Ketidakadilan ini bukan sekadar isu lokal. Kebijakan luar negeri AS dan Israel telah menciptakan luka mendalam yang dirasakan hingga ke pelosok dunia. Di balik layar, mereka mendikte politik negara-negara lain dengan dalih demokrasi, meski sering kali justru menghancurkan stabilitas wilayah.
Namun, alam semesta tampaknya memiliki cara sendiri untuk menyeimbangkan segalanya. Kebakaran besar yang melanda Los Angeles baru-baru ini dianggap oleh sebagian orang sebagai simbol balasan atas kebijakan arogan dua negara ini. Meski secara logis tidak ada hubungan langsung antara kebakaran tersebut dan tragedi di Palestina, banyak yang melihatnya sebagai metafora sempurna dari apa yang terjadi ketika keadilan diabaikan.

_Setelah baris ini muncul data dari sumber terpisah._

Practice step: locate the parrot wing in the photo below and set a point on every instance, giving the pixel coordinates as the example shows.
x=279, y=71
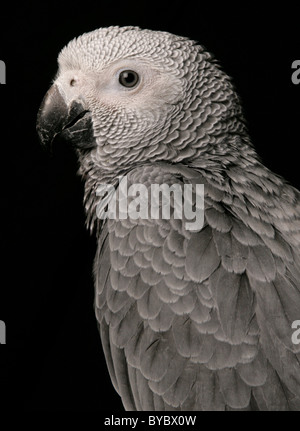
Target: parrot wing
x=202, y=320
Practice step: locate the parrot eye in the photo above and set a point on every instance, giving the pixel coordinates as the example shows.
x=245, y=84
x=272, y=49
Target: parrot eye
x=128, y=78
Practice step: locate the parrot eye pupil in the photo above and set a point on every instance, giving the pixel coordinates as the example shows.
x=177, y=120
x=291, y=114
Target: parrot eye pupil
x=128, y=78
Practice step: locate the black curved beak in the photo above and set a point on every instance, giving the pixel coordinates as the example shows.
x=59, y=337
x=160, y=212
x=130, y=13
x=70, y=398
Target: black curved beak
x=72, y=122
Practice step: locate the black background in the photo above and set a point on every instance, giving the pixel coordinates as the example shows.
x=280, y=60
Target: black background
x=53, y=351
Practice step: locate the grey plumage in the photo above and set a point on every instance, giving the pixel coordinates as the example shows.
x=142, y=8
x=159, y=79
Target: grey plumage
x=188, y=320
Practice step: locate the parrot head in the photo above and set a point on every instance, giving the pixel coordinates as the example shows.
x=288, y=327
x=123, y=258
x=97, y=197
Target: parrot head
x=124, y=96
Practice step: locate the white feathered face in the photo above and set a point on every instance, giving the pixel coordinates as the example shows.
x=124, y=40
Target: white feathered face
x=125, y=85
x=125, y=95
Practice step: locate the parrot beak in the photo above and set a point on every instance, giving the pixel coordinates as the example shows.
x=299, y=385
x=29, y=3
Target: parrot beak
x=71, y=121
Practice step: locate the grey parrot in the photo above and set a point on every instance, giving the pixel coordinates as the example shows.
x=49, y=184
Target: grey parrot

Los Angeles, kota penuh gemerlap dan simbol kekuatan Amerika, kini menjadi pengingat pahit bahwa kekuasaan tanpa moralitas hanya akan membawa kehancuran. Api yang membakar kota itu seolah mencerminkan api ketidakadilan yang selama ini dibiarkan menyala di Palestina.

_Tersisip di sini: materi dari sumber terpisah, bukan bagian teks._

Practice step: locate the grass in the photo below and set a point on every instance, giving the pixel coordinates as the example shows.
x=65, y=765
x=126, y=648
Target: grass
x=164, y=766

Bagi banyak orang, hubungan antara kebijakan luar negeri AS-Israel dan berbagai tragedi dunia bukanlah kebetulan. Dari konflik di Timur Tengah hingga ketegangan geopolitik di Asia, jejak tangan mereka selalu ada. Narasi yang mereka bangun tentang “perdamaian” sering kali hanyalah kedok untuk kepentingan politik dan ekonomi semata.
Di tengah semua ini, pertanyaan besar muncul: apakah dunia akan terus membiarkan dua negara ini mendikte arah peradaban? Atau, apakah ada harapan bagi masyarakat global untuk bersatu melawan ketidakadilan yang mereka ciptakan?
Malam itu di Los Angeles, seorang anak kecil bertanya pada ibunya, “Kenapa kota ini terbakar?” Sang ibu hanya bisa memeluk anaknya, tak mampu menjelaskan bahwa kadang, api yang terlihat hanyalah cerminan dari api yang lebih besar—api ketidakadilan yang menyala di tempat lain.